From runaway street urchin eating out of a trash can to Thai national skateboard champion, "Oat" Athiwat is a graduate of life's school of hard knocks.

But the 24-year-old, abandoned by his parents at a young age and beaten by relatives, is daring to dream about the 2020 Tokyo Olympics after a promising fourth place finish at the Asian Games in Jakarta.

Oat never knew his mother and his father left him to pursue a monk's life in a monastery.

At the tender age of eight, he shuffled around between different relatives living in Suphanburi, a city a couple of hours from Bangkok.

Often the victim of violence by those looking after him, he would sleep rough on the street, permanently feeling hungry and with nowhere to turn.

"I used to eat anything I could find, even gum on the floor or the leftovers I found in the trash bin," Oat told AFP, his voice faltering as he wipes a tear from his cheek.

"I didn't have any friends."

Oat's way out of poverty came when a university student showed him some skateboarding tricks one day and he became instantly hooked.

"I felt I could be a real skateboarder," he said. "When I mastered new tricks, I would go to sleep with good dreams."

A happy twist of fate saw the Thai national team train occasionally in Suphanburi.

Impressed by the boy's dedication, they brought a skateboard for him on their next visit as part of their outreach project.

"When we travelled throughout Thailand, there were boys like that all the time," said Apichat Rutnin of the Thailand Extreme Sports Association.

"It's a child's dream to run away with the circus."

- Waif skater -

At 11-years-old the waif skater stowed away in a bus to reach the capital, found his way to the team's training park and waited 10 hours for them to show up.

"We were moved by his tragic story and we took him in," said Apichat.

"Normally a guy who joins our team must qualify at a certain level but we thought we'd try him out."

Oat was not the most gifted skater, according to Apichat.

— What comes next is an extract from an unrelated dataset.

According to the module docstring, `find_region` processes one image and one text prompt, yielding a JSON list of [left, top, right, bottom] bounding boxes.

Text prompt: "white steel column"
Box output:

But he was confident, determined and disciplined.

"He didn't watch TV or play games like other kids," he said. "He was always the first one there and the last one to leave."

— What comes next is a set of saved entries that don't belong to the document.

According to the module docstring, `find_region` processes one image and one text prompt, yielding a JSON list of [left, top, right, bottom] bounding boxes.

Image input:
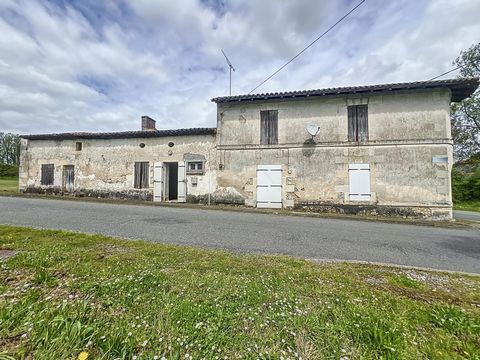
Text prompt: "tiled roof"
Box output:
[[211, 78, 479, 104], [22, 128, 216, 140]]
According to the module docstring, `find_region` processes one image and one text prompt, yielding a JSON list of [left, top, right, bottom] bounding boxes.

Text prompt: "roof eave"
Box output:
[[21, 128, 217, 141], [211, 78, 479, 104]]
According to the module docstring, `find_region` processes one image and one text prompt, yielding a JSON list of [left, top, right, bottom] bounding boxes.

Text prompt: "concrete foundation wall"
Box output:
[[19, 135, 217, 201]]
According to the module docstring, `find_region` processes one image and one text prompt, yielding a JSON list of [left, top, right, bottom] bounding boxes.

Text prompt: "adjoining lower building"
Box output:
[[19, 78, 479, 220]]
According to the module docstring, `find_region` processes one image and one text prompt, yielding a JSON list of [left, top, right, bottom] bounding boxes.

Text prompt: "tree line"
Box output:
[[0, 132, 20, 166]]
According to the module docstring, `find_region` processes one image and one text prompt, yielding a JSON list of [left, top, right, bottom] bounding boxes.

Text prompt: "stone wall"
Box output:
[[215, 89, 453, 219], [19, 134, 217, 201]]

Oat flunked his first competition -- coming in last -- but it only strengthened his resolve.

By 14, he ranked number one in the amateur skating ranks and joined the top tier.

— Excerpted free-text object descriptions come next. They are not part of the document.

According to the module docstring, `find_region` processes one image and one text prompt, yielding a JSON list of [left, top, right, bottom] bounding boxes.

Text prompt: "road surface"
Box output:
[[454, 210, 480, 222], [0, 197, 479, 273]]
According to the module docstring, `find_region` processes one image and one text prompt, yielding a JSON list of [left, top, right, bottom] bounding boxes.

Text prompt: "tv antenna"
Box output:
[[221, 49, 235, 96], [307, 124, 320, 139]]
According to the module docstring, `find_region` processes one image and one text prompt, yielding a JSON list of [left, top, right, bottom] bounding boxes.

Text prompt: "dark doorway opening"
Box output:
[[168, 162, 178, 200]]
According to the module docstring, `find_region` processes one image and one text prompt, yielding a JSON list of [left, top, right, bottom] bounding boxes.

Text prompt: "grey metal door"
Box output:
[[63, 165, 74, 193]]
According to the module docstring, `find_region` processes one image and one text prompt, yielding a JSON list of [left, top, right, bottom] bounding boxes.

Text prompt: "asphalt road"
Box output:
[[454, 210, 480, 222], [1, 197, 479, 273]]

Two years later, he was Thailand's number one skater, a place he has kept for the past eight years.

Grinning broadly, Apichat described the gamble to take in Oat as a "very good decision".

- 'It's a real sport' -

At the Asian Games, Oat narrowly missed out on a medal -- appropriately in the 'street' category -- demonstrating a slick array of tricks on the rails, stairs and ramps.

But he already has his sights fixed on Tokyo 2020 in the hipster sport's Olympic debut.

The Thai government has paid for the team to train in California, where Oat "hit a new level", according to coach Eric Kirkwood.

Skaters in the United States and elsewhere in the West have been able to carve out a career thanks to sponsorship deals, until recently resisting overtures to join the Olympics.

That's not the case for most skaters in Asia, which has few homegrown skate brands with cash to burn.

But training for an Olympic sport adds a degree of legitimacy -- for government ministries and concerned parents.

"The same guys that would have had to stop (skateboarding) are now being supported by the government," said Kirkwood. "They just get to skate."

Oat has been back many times to Suphanburi to train.

One day, he passed his aunt's house and when his relatives heard he was in the national team, they hugged him for the first time.

Gone were the days when they used to tell him off for "hanging out with drug addicts" at the skate park.

"They're not drug addicts," he would snap back. "They're athletes -- and it's a real sport!"